Right now I have this form:

<form action="/store_stl_data" method="post" accept-charset="utf-8"
      enctype="multipart/form-data">

    <label for="stl">STL</label>
    <input id="stl" name="stl" type="file" value="" />

    <input type="submit" value="submit" />
</form>

then in my views.py I have

@view_config(route_name='store_stl_data', renderer='templates/edit')

def store_stl_data(request):
    input_file=request.POST['stl'].file
    i1, i2 = itertools.tee(input_file)
    vertices = [map(float, line.split()[1:4])
                for line in i1
                if line.lstrip().startswith('vertex')]

    normals = [map(float, line.split()[2:5])
                for line in i2
                if line.lstrip().startswith('facet')]

        ...(parsing data)...
    return data

The three lines under def store_stl_data(request): are the ones I am most unsure about. I got them from this tutorial.

I want it so that when people upload the file, the entire store_stl_data function runs and processes the input file.

Right now it gives me an error:

KeyError: "No key 'stl': Not a form request"

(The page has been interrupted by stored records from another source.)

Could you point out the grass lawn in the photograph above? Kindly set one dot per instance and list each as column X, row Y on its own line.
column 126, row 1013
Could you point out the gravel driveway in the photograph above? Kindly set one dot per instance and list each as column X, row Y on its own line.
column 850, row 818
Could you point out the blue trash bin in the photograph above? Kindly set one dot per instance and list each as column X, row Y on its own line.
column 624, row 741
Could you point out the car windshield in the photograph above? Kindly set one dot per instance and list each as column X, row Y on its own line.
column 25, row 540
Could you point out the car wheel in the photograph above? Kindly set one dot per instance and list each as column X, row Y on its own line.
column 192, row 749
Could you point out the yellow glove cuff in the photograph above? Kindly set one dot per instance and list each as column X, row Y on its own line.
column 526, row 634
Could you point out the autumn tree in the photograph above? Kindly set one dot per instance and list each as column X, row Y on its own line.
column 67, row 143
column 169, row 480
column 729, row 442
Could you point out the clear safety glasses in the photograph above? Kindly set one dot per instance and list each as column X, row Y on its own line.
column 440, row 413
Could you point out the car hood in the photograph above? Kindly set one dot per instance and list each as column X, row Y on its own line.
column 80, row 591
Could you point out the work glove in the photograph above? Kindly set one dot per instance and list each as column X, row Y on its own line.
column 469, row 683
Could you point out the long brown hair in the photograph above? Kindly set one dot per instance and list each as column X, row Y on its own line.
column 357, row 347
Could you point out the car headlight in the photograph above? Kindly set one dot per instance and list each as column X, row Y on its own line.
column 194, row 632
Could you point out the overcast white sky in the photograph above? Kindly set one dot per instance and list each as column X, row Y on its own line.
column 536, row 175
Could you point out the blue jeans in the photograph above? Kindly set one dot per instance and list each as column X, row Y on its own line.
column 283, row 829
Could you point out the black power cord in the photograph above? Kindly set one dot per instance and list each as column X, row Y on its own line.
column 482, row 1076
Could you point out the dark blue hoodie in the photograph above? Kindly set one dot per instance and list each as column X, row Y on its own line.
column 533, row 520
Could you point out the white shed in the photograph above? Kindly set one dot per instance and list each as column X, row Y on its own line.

Also here is my route, in __init__.py:

from pyramid.config import Configurator
from sqlalchemy import engine_from_config

from .models import (
    DBSession,
    Base,
    )


def main(global_config, **settings):
    """ This function returns a Pyramid WSGI application.
    """
    engine = engine_from_config(settings, 'sqlalchemy.')
    DBSession.configure(bind=engine)
    Base.metadata.bind = engine
    config = Configurator(settings=settings)
    config.add_static_view('static', 'static', cache_max_age=3600)
    config.add_route('view_wiki', '/')
    config.add_route('view_page', '/{pagename}')
    config.add_route('add_page', '/add_page/{pagename}')
    config.add_route('edit_page', '/{pagename}/edit_page')
    config.scan()
    return config.make_wsgi_app()

Answer 1

The .file object you get from the request is already an open file(like) object.

If you look closely at the example in the documentation you linked to, it creates a new file using the filename of the upload, and uses the uploaded file to write data to that new file. input_file is never opened in that code, only output_file is (note the different variable name there).

You do not need to close the file object either, so no with is needed. Your code can be simplified to:

def store_stl_data(request):
    input_file=request.POST['stl'].file
    i1, i2 = itertools.tee(input_file)
    vertices = [map(float, line.split()[1:4])
                for line in i1
                if line.lstrip().startswith('vertex')]

    normals = [map(float, line.split()[2:5])
                for line in i2
                if line.lstrip().startswith('facet')]

I personally would not use itertools.tee for this though, you are reading the whole file into the tee buffer while building vertices.

Instead, I'd use a single loop:

def store_stl_data(request):
    input_file=request.POST['stl'].file
    vertices, normals = [], []
    for line in input_file
        parts = line.split()
        if parts[0] == 'vertex':
            vertices.append(map(float, parts[1:4]))
        elif parts[0] == 'facet':
            normals.append(map(float, parts[2:5]))

Now only one line at a time is kept in memory (plus the vertices and normals structure).

Note: If you get a KeyError: No key '...': Not a form request error message, then the view did not receive a POST HTTP request. Do double check your form method is set to "POST" (case does not matter).